The Driver needs to upload the Spark Jar package to the cluster to start each Executor. The jar package is about 130M in size. When an Executor receives a task, it transfers the file and Jar package that the task depends on to the local PC. The Jar package in this case is an application package. The Jar package usually contains 100 MB of the application dependencies. In scenarios where computational tasks are time-sensitive, 10 seconds of Jar distribution would be unacceptable. You can solve this problem here by pre-distributing. We first upload the Spark Jar and the application Jar to the same location on each node, such as /root/sparkjar.

Avoid distributing Jar packages when the Driver starts: 1. Set the SPARK_JAR environment variable on the Driver to null to prevent Jar package uploading.

2. In yarn – site. The XML configuration file, set the yarn. The application. The classpath to spark the position of the jar and the default values.

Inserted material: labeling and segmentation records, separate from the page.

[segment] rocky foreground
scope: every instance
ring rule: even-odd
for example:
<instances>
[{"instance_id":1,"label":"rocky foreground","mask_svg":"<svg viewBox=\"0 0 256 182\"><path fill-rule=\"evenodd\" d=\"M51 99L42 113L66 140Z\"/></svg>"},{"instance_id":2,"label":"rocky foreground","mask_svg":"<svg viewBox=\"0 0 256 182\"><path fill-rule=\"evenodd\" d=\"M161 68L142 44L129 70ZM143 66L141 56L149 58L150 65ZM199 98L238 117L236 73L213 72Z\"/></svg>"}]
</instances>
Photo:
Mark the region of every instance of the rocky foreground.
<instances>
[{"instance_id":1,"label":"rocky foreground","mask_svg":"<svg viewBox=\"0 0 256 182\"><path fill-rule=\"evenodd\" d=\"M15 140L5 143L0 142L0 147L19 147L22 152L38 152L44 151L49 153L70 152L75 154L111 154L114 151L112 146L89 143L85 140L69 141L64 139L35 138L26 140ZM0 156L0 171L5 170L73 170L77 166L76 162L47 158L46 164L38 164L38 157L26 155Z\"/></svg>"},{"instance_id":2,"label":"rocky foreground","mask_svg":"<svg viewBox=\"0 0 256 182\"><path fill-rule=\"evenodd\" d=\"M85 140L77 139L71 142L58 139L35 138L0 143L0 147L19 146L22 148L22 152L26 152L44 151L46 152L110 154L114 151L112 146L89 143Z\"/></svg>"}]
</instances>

Avoid distributing dependencies and Jar packages when tasks start: 1. Set the path in spark.files and spark.jars to local:/root/sparkjar for Executor to copy from the local PC.

Serialization mode

Serialization is used in Spark for task transmission, task result collection, Shuffle, disk-level cache, and broadcast variable transmission. The rule here is that all operations involving network transport and disk caching are serialized writes and then read and deserialized. Spark provides two serialization methods: JavaSerializer (default) and KryoSerializer. According to Spark, KryoSerializer provides better performance (10 times that of JavaSerializer), but it does not support some Serializable classes. For those classes that are not supported, you need to write your own serialization implementation.

The Spark configuration items

Optimization items of Spark-1.1.0

Sort-based Shuffle

In the Shuffle provided by Spark1.0.0, if there are C cores, M Mapper, and R Reducer, each Mapper will generate R files, a total of M * R files. It is better to Shuffle Files Consolidate, which produces a total of min(C, M) * R Files. Now, assuming that the number of R is large (e.g., 10,000), each Mapper will write input to 10,000 files, which will lead to high DISK I/O, and the data compression and serialization process in the process of writing will also occupy a lot of memory.

Sort-based shuffle enables the output of each Mapper to be written to only one file. The records in this file are sorted, so the Reducer can read according to the start and end range of records. For this reason, sort-based shuffle creates an index file to record the start and end ranges of each partition when writing files.

The Spark configuration items

TorrentBroadcast

Prior to Spark-1.1.0, the broadcast variable factory used HttpBroadcastFactory, where all executors get broadcast variable values from the Driver. Spark-1.1.0 incorporates TorrentBroadcastFactory and sets it as the default, a broadcast variable that works in a similar mode to BitTorrent downloads. The Driver stores variables in data blocks. Executor extracts values based on data blocks and merges them. However, the locations of values are randomly extracted from executors that have data blocks.

Parameters of the item The default value Parameter interpretation
spark.broadcast.factory org.apache.spark.broadcast.TorrentBroadcastFactory How to implement a broadcast variable

The Spark configuration items

Optimization of Task serialization

Spark-1.1.0 has a subtle optimization in task submission that divides tasks into public parts (RDD, dependencies, partition handlers) and non-public parts (StageId, partition ID, priority position). The public part of the task is serialized and transmitted to Executor as a broadcast variable, while the non-public part is serialized and transmitted separately. This avoids multiple transfers of the common parts on the same Executor. See dagScheduler.submitmissingTasks ().

Thank you

Thanks for the optimization suggestions provided by the Data mining and computing team of Taobao Technology Department. Thanks to the ODPS team for their optimization suggestions.